Judge Overby heard three days of testimony on the injunction motion, including the testimony of nurses, family members, and caregivers, who told the judge that these drastic cuts would cause tremendous harm to the individuals who depend on these services and that many would be forced into hospital emergency rooms and more expensive institutional care.
 
AHHC filed this lawsuit because the Department was ignoring the medical needs of recipients and not following the law.  In his Order, Judge Overby expressed great concern about testimony by the Medicaid Director Dr. Craigan Gray that his agency is bound to follow the law only if it has the money!  As the Order states: “The state surely cannot and would not tolerate such a position by its corporate and individual citizens.”  It is AHHC’s position that Medicaid must follow the law in all cases and not continue perpetuating untruths about the numbers of people ineligible for the services. 
 
“We could not be more delighted with the court’s decision in ruling on behalf of 37,000 PCS patients” said Tim Rogers, CEO of the Association for Home and Hospice Care. “The court stated emphatically medical necessity is the key to who should receive care – and that has been our point all along.

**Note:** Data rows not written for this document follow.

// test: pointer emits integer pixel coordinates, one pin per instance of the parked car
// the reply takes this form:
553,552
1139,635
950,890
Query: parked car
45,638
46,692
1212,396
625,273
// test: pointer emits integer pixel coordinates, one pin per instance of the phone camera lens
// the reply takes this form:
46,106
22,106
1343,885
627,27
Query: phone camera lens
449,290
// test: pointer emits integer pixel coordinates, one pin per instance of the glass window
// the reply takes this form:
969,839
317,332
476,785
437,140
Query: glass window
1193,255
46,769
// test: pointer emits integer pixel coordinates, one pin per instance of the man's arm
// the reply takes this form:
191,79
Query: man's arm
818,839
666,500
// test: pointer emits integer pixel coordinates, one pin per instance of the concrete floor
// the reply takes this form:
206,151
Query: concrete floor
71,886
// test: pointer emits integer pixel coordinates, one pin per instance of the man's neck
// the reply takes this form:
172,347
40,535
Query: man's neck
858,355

In the decision, Judge Overby commented that the faces and plights of individual PCS recipients and their medical needs could not be ignored.
 
“There has been a lot of political rhetoric from DHHS Secretary Lanier Cansler and Medicaid officials claiming they were not cutting care to any patient who needed it. In fact, they are cutting care to needy, qualified  patients not based on medical need but a math formula without a physical examination of a single patient by the State.
 
It’s just common sense a bureaucrat sitting at a computer in Raleigh can’t tell if an eighty year grandmother who is legally blind, diabetic, and an amputee say, in Manteo, is sick and needs home care services. “The injunction halts Secretary Cansler’s plan. On behalf of the patients cared for by North Carolina’s home care industry, we are grateful for this decision and look forward to the full hearing on April 26. Today, the voices of North Carolina’s elderly, disabled, and chronically ill citizens were heard.”